Based on observations of the author made from the excavation photos and the drawing regarding the distribution of skeletal elements in the tomb, as well as the representation of the main anatomical skeletal regions, this burial appears disturbed (Figs 16:middle and 17:bottom). Yet, and despite skeletal incompleteness and the absence of small bones associated with this burial, judging from the distribution of the bones, the individual had most probably been interred in the form of a complete cadaver, most likely contained in a long wooden chest, or coffin, placed north–south across the middle of the chamber.

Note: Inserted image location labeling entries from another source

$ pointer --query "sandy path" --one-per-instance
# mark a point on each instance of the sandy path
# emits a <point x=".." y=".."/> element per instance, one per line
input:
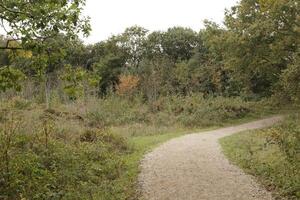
<point x="193" y="167"/>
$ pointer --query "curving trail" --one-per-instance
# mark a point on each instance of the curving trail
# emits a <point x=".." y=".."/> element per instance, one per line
<point x="193" y="167"/>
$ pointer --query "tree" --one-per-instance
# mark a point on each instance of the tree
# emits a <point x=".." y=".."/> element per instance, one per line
<point x="133" y="43"/>
<point x="178" y="43"/>
<point x="262" y="39"/>
<point x="35" y="21"/>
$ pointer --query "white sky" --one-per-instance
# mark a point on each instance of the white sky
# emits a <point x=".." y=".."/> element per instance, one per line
<point x="113" y="16"/>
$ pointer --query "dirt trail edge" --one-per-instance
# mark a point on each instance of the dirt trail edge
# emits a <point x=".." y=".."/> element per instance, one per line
<point x="193" y="167"/>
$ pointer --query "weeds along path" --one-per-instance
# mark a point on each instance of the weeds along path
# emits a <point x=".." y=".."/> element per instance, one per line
<point x="193" y="167"/>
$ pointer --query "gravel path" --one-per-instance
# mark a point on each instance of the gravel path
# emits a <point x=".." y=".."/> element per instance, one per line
<point x="193" y="167"/>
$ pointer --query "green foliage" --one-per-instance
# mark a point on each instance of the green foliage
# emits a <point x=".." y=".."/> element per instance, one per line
<point x="39" y="166"/>
<point x="291" y="81"/>
<point x="10" y="78"/>
<point x="271" y="154"/>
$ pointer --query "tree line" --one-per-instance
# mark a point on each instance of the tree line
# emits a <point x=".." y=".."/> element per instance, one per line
<point x="255" y="54"/>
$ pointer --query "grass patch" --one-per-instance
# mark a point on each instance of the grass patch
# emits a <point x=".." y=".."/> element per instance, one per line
<point x="272" y="155"/>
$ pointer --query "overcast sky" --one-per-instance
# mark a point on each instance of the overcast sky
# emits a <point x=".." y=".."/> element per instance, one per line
<point x="113" y="16"/>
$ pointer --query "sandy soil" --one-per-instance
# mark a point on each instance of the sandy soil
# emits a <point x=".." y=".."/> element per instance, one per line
<point x="193" y="167"/>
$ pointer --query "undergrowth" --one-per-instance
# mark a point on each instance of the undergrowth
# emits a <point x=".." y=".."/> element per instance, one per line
<point x="272" y="155"/>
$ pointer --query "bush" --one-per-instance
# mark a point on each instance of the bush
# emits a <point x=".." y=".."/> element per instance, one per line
<point x="38" y="166"/>
<point x="271" y="154"/>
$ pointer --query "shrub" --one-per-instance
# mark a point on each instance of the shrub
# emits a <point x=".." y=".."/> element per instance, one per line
<point x="271" y="154"/>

Neither the sex nor the age at death of the individual could be reliably determined, due to severe skeletal incompleteness and the absence of reliable sex-and age-indicators. The absence of age-related osseous modifications from the linea aspera on both his/her right and left femora is compatible with a not advanced age at death for this individual (18–45 years old).
Individuals III and IV (Burial III), Tables 3–4, 7–8
At least two individuals are represented by the skeletal material collected by the excavators as ‘Burial III’: a probable adult female (Individual III) and a child (Individual IV). The adult skeleton is 50 per cent complete and is the most complete in the KSP/60 assemblage (Fig. 52). Severe weathering of the bone surface made recording of any probable subperiosteal or ectocranial pathological or non-pathological modifications difficult. Severe weathering had also impacted on the harder dental enamel surface, making impossible the scoring of hypoplastic lines on two of the three loose teeth that were collected.
A probable female sex was assigned to the adult individual based on the morphology of the occipital bone (i.e., rugosity of the nuchal ridge). This is corroborated by the gracile morphology of the post-cranial skeleton. Further, based on the wear of the maxillary right first molar (URM1) associated with this individual, she was assigned an age-at-death between 25 and 35 years.
The second individual represented by the skeletal material collected as Individual IV is a child, identified from an incomplete mandible, which comprises 75 per cent of the right side and less than 5 per cent of the left side of the bone, respectively (Fig. 52). Bone preservation is good and contrasts that of the adult bones, with which it was collected. Apart from this incomplete mandible, however, there is no other bone in the assemblage that can be associated with a child. Two deciduous right molars (dM1, dM2) are present on the mandible, while the crown of a permanent M1 had fully formed in the socket and can be observed inside the alveolar bone (Table 8). Based on dental development (Hillson Reference Hillson2002, 144–5), this individual was approximately three years old at the time of his/her death.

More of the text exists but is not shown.